NASHVILLE — Certain old-fashioned words from fairy tales and storybooks still cling to me from childhood. Moor. Vale. Bog. Glade. For a child, such words conjure magical places — untouched, holy lands where fairies might live and animals might speak in ways I understand. Not long after I moved to Tennessee, I heard the term “limestone cedar glade” for the first time and immediately thought again of magic. But I’ve been here almost 32 years now, and until last week I had never visited the site of one of conservation’s greatest success stories: the Tennessee coneflower.
This unassuming purple flower is a member of the echinacea family. It grows in a tiny ecological niche — the limestone barrens and cedar glades of Tennessee’s Davidson, Rutherford and Wilson Counties. In limestone cedar glades, rock formations lie so close to the surface that soil is too shallow for the kinds of trees that grow in the deciduous forests surrounding them. Instead, this hot, stony land supports vegetation more typical of grasslands or deserts, including uncommon wildflowers: limestone fame flower, limestone glade milkvetch, cedar gladecress, glade savory, glade violet, glade bluet and a host of others.
The star of the cedar glades of Middle Tennessee is the Tennessee coneflower. First identified as a distinct species in 1898, it was for decades assumed to be extinct. In 1968 it was rediscovered by Elsie Quarterman, a legendary Vanderbilt botanist, who immediately went to work to protect it. The Tennessee coneflower became one of the first plant species added to the Endangered Species List.
Through the combined efforts of Dr. Quarterman, the Tennessee chapter of the Nature Conservancy, the Tennessee Department of Environment and Conservation, the National Park Service and the U.S. Fish and Wildlife Service, as well as many private and corporate donors, the Tennessee coneflower population rebounded. It was removed from the endangered species list in 2011. Dr. Quarterman attended the delisting ceremony at Cedars of Lebanon State Park. She was 101.
The Tennessee coneflower is not the only species to return from the dead. Other so-called Lazarus species include the New Guinea wild dog, the Nelson shrew, the stubfoot toad, the tahake bird and the Bocourt’s terrific skink, just for starters. (There is also some hope for the Formosan clouded leopard, with a number of yet-to-be-confirmed sightings reported recently in Taiwan.) Each one reminds us that recovery is sometimes possible, even for a species believed to be lost forever.

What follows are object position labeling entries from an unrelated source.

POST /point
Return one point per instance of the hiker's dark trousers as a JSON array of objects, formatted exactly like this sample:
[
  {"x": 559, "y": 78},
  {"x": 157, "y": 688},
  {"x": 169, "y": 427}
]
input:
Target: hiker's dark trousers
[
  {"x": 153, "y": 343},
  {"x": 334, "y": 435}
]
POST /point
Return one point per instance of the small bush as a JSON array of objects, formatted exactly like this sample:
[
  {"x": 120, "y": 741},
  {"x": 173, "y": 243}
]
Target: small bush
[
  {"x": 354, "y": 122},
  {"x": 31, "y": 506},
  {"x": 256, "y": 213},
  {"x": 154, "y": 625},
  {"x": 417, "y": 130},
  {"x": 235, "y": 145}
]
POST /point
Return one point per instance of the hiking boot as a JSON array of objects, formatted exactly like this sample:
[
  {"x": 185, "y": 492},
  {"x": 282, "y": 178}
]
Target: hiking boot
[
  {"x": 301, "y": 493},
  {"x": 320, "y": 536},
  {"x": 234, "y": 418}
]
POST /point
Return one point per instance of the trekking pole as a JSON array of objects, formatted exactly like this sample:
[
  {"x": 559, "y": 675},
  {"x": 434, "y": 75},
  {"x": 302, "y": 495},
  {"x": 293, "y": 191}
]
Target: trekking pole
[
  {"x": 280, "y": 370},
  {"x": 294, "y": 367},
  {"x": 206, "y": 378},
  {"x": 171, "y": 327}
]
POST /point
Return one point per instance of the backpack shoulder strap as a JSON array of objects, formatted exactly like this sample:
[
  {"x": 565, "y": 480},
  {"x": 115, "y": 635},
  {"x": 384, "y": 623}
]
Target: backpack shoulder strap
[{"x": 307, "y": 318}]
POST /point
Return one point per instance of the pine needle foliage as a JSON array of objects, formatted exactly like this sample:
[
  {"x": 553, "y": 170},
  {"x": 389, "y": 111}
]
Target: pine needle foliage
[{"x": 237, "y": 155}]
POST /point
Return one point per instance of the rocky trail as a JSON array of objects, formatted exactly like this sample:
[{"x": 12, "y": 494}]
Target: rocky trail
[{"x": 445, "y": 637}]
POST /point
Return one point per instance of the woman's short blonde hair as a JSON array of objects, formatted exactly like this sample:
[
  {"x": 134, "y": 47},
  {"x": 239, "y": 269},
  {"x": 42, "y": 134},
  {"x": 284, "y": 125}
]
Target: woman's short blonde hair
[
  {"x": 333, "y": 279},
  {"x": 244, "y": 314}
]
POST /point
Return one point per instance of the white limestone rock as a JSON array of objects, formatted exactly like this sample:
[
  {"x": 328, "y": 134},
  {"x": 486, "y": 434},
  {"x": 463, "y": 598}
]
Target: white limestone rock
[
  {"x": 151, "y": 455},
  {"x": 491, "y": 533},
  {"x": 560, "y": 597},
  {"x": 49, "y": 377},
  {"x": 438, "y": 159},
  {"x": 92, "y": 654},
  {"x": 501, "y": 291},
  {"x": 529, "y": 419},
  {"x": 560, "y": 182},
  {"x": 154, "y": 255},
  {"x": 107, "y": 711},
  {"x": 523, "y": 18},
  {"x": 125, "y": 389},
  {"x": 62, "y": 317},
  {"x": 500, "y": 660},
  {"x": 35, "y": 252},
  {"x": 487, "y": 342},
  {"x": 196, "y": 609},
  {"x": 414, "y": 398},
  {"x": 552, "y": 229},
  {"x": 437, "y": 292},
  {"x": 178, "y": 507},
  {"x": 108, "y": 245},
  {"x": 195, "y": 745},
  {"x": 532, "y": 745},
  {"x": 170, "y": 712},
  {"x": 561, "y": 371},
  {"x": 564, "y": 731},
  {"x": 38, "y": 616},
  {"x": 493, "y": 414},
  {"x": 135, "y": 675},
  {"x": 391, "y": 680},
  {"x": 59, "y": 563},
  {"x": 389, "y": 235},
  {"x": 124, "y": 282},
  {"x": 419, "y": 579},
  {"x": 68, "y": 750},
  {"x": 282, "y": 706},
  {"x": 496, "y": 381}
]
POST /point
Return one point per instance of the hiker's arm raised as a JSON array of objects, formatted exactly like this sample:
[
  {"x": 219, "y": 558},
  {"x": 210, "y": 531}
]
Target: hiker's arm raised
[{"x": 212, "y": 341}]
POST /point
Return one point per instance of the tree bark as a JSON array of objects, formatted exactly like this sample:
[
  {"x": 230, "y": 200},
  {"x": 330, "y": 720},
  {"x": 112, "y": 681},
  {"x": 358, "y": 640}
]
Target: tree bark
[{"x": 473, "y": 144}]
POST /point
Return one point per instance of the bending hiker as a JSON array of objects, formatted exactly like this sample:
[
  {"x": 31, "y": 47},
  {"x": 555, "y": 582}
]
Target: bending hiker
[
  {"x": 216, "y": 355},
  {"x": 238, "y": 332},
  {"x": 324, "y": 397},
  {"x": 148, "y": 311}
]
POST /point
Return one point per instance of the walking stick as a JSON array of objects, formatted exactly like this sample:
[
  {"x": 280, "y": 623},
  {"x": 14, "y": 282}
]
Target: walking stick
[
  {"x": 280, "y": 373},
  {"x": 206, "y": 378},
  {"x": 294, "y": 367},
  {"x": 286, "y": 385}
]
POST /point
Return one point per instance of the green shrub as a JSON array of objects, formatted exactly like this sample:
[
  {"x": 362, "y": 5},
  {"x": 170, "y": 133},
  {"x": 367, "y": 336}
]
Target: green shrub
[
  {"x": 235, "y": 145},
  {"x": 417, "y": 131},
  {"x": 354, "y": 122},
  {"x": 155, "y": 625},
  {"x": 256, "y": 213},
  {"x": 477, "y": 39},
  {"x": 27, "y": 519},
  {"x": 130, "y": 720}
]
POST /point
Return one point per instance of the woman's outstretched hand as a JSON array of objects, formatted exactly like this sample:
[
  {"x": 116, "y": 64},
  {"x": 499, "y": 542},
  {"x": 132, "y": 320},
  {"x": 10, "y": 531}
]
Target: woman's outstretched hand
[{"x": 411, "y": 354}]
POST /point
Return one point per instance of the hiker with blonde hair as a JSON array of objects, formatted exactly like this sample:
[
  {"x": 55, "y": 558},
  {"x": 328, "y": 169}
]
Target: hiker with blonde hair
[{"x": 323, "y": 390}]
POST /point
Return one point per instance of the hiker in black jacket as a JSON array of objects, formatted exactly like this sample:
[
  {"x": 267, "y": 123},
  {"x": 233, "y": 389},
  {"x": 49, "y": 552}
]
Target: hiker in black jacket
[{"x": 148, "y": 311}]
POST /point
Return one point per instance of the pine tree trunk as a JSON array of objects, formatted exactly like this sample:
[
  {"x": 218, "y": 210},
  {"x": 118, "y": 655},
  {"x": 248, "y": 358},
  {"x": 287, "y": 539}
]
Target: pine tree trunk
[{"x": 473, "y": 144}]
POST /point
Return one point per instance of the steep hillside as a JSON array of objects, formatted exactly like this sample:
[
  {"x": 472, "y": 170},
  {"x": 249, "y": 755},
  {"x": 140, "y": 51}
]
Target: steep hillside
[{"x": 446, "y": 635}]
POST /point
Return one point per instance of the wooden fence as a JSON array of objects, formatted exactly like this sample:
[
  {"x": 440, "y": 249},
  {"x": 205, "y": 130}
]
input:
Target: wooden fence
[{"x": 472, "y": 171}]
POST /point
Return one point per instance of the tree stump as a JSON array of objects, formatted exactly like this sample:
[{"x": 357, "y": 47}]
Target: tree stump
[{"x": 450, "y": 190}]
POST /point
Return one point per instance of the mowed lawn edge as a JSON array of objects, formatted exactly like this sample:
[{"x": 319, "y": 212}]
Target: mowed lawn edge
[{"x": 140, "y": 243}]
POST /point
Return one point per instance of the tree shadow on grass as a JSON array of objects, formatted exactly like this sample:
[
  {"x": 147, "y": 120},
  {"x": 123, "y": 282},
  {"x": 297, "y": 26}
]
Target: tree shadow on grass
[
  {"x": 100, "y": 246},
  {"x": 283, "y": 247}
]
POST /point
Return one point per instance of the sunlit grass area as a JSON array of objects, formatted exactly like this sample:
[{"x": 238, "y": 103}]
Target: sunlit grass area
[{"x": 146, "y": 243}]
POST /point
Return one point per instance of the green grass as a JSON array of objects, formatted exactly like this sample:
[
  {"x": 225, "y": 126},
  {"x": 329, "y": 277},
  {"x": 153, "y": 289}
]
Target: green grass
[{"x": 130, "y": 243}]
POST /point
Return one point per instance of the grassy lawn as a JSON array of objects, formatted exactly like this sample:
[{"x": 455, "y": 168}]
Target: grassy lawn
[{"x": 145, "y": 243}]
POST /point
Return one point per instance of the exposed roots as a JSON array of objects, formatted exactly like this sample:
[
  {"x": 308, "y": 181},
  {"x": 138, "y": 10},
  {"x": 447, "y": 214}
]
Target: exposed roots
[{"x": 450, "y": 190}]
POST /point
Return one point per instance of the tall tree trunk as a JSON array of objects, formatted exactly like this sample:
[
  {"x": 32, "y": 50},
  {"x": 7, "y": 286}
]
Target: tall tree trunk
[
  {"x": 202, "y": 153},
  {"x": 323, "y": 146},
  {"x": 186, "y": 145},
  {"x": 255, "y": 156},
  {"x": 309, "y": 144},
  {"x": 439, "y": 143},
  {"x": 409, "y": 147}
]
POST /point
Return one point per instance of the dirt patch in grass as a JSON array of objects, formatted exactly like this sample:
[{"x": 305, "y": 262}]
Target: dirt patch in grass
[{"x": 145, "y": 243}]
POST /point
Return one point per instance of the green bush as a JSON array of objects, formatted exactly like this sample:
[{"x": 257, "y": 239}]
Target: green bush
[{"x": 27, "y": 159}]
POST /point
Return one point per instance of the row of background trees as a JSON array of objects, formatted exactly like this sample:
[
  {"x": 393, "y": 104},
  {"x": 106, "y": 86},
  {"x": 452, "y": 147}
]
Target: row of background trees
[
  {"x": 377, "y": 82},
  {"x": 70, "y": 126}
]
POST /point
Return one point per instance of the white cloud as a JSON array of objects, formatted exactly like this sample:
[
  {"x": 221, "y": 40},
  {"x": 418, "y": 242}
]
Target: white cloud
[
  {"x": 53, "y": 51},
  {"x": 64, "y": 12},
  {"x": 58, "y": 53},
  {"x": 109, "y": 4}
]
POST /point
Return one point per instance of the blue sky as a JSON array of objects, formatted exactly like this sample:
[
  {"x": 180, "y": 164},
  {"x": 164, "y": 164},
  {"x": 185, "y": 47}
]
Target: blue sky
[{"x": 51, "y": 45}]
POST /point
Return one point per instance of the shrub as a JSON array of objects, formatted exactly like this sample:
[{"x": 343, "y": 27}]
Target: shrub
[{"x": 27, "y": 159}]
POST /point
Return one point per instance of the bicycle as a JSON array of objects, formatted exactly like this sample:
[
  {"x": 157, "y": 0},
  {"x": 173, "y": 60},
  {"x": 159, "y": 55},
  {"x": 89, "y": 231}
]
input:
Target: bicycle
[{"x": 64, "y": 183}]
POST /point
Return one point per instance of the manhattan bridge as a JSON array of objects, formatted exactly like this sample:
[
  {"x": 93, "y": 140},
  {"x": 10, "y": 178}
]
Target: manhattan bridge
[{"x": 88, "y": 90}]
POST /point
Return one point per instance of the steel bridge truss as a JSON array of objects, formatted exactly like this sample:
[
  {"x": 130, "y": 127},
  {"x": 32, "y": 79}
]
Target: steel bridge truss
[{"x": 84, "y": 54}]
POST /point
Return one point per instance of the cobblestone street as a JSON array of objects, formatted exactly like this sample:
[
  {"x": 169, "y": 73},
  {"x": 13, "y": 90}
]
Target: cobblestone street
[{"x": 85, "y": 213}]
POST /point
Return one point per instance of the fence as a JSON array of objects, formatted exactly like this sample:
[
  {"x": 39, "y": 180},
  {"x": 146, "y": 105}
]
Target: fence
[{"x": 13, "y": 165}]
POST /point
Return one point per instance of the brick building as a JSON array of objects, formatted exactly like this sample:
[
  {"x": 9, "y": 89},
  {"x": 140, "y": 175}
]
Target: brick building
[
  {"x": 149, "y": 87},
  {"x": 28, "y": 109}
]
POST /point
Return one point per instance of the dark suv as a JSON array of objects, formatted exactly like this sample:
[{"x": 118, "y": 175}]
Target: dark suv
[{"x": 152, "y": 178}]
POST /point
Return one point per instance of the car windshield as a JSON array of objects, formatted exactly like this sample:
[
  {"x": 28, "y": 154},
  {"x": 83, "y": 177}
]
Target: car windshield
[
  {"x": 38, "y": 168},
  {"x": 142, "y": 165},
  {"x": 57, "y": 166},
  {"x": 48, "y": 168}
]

When I made up my mind to visit one of Tennessee’s limestone cedar glades to see the Tennessee coneflower for myself, I wasn’t sure where to start. Today there are 35 colonies of the plant spread out across six different populations in Middle Tennessee, and some are far more accessible than others. So I called the Tennessee Division of Natural Areas and reached David Lincicome, manager of Tennessee’s Natural Heritage Inventory Program, which tracks rare and endangered species in the state. He recommended a trip to the Couchville Cedar Glade, which has one of the largest populations of the Tennessee coneflower, and this particular colony is easily reached via a level footpath, no GPS device required.
I knew what a limestone cedar glade is supposed to look like — more like a desert than the magical forest clearings of European fairy tales. But I was caught off guard by the alien nature of the landscape I found. The limestone glade is ringed by a kind of prairie — grasslands blooming outrageously with wildflowers: gray-headed coneflowers and Queen Anne’s lace and butterfly weed and pasture roses.
There were thousands of Tennessee coneflowers blooming all over the grasslands, too, and like the other wildflowers they were covered with bumblebees and butterflies. But what amazed me was the way they also bloomed right in the rocky barren of the limestone glade itself. They grew in the middle of the rocky path next to the prickly pear, Tennessee’s native cactus. They popped up out of what seemed to be solid stone. I would not have been more surprised to find flowers blooming on the moon.
There’s a great danger in hope, as Roxane Gay has pointed out: “Hope allows us to leave what is possible in the hands of others,” she writes. “When we hope, we have no control over what may come to pass. We put all our trust and energy into the whims of fate. We abdicate responsibility. We allow ourselves to be complacent.”
It’s no doubt a mistake to believe that everything will work out in the end. At the moment, everything is far, far from working out. But there’s as great a danger in despair as there is in unwarranted hope. Despair tells us that there’s no point in fighting, that there’s nothing to be done but surrender and make peace with the consequences. And if the consequences mean losing 50 percent of the world’s species — half of all the species that live, gone forever, gone in the lifetime of a baby born today — well, what’s to be done?
The lowly Tennessee coneflower tells us there is yet something to be done. It will not be easy, and it will cost money. It will not be solved by government alone, by the market alone, by advocacy alone or by personal responsibility alone. It will require everything we have, all the resources we can marshal.
But it can be done. The Tennessee coneflower reminds us that it can still be done. A flower that for decades was believed to be gone forever now grows in great profusion on what appears to be pure rock. If ever there was a Lazarus flower, this would surely be it — brought back from the dead, thriving in stone.